These photographs are created digital composites using Photoshop. Negatives are then printed and used to create Gum Bichromate prints. This is an intensive 19th century color printing process. Each image depicts a Native Indian legend. These photographs are more than just illustrations though. In each image contemporary social justice issues are addressed. They draw the viewer's attention to issues that surround the Native communities.
Social injustice is extensive in Native American daily life. Society has tried to first eradicate, segregate, assimilate, eliminate, and now appropriate Native Indian culture. Despite all this, the culture has survived and is a living contemporary nation. The people have adapted to modern life. Life as a native is not the stereotype of Indians that western culture has created.

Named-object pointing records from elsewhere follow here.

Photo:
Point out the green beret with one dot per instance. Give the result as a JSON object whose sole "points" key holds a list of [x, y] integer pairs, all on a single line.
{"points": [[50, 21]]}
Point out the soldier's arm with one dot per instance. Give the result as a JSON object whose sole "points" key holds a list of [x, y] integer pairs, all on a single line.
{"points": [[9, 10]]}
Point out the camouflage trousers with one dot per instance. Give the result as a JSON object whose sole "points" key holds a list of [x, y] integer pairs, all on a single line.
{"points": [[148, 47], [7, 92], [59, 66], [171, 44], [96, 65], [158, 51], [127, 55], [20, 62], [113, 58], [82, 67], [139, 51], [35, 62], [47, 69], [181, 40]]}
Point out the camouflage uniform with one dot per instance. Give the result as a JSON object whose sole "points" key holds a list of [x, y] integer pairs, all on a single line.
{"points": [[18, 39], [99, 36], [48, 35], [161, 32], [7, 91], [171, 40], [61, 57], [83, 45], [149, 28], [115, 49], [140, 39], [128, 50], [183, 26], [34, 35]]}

My goal as an artist is to use photography to illuminate these issues, and make the viewer aware of the indigenous culture from the land they live on. I focus on a 19th century printing process called gum bichromate printing. It was beloved by the pictorialist in the late 1800s for its painterly quality. The Native Indian image is associated with feelings of nostalgia and has always been tied to19th century processes. The color combined with a hand printed image makes a new statement about the culture that original monochromatic photographs could not make.
I focus on legends from different cultures depicting the stories in a new way, from a new perspective. I am interested in the overlap of western culture and the indigenous culture and how the culture has adapted to be contemporary. It is in these gray areas where the viewers can find themselves questioning their current beliefs about First Nation cultures.